There is also the supply chain impact. Nearly all of the world’s high-purity quartz, one of the essential minerals required for the production of semiconductors worldwide, comes from a small town just north of Asheville. Spruce Pine, North Carolina, was not spared from Helene’s wrath. According to CNBC, production at the mine was halted on Sept. 26 after the hurricane, and there is no timeline for when normal operations will resume. Given how many products now have semiconductors, even a short disruption in quartz supply could have ripple effects across the economy.
In 2023 and early 2024, a drought limited navigation through the Panama Canal. The drought is attributed to the El Niño effect — which, according to a recent study, may be intensified by climate change. The study found that “current sea surface temperature extremes driven by El Niño have intensified by around 10% compared to pre-1960 levels.” While rainfall has picked back up, the economic costs of the drought were substantial. According to S&P Global, “During the crisis, crunched supplies saw a single transit slot fetch $4 million at auction, excluding a canal toll of $500,000 — a cost translating to a 50% hike.”

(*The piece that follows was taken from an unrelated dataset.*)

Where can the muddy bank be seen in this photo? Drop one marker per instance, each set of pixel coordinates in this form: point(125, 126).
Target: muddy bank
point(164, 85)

Meanwhile, S&P 500 companies tout their 2050 plans to become carbon-neutral while the climate grows more unstable. Fossil-fuel companies continue to be supported by politicians and the investment and banking communities.
This paradigm has to shift, and it has to shift now. It’s time to invest in the clean economy. It’s time to reinforce our systems and infrastructure to make them more stable and resilient. Adaptation to the changed climate is not something we can plan for tomorrow; action needs to be taken today.
As I think about the destruction we’ve seen in Asheville, I can’t help but wonder: Will they rebuild? How will they rebuild? Will the rebuild be insurable? And should we be rebuilding in flood zones at all?
Eventually, the economics of the climate crisis will price high-risk areas out of the reach for ordinary Americans, who will be forced to move to “safer” areas. But we’ve learned recently that there are no actual climate-safe zones.
Herein lies our dilemma and our opportunity. By investing in a cleaner and more resource-efficient, resilient and equitable economy, we still have a chance to help future generations to thrive — but we must act now.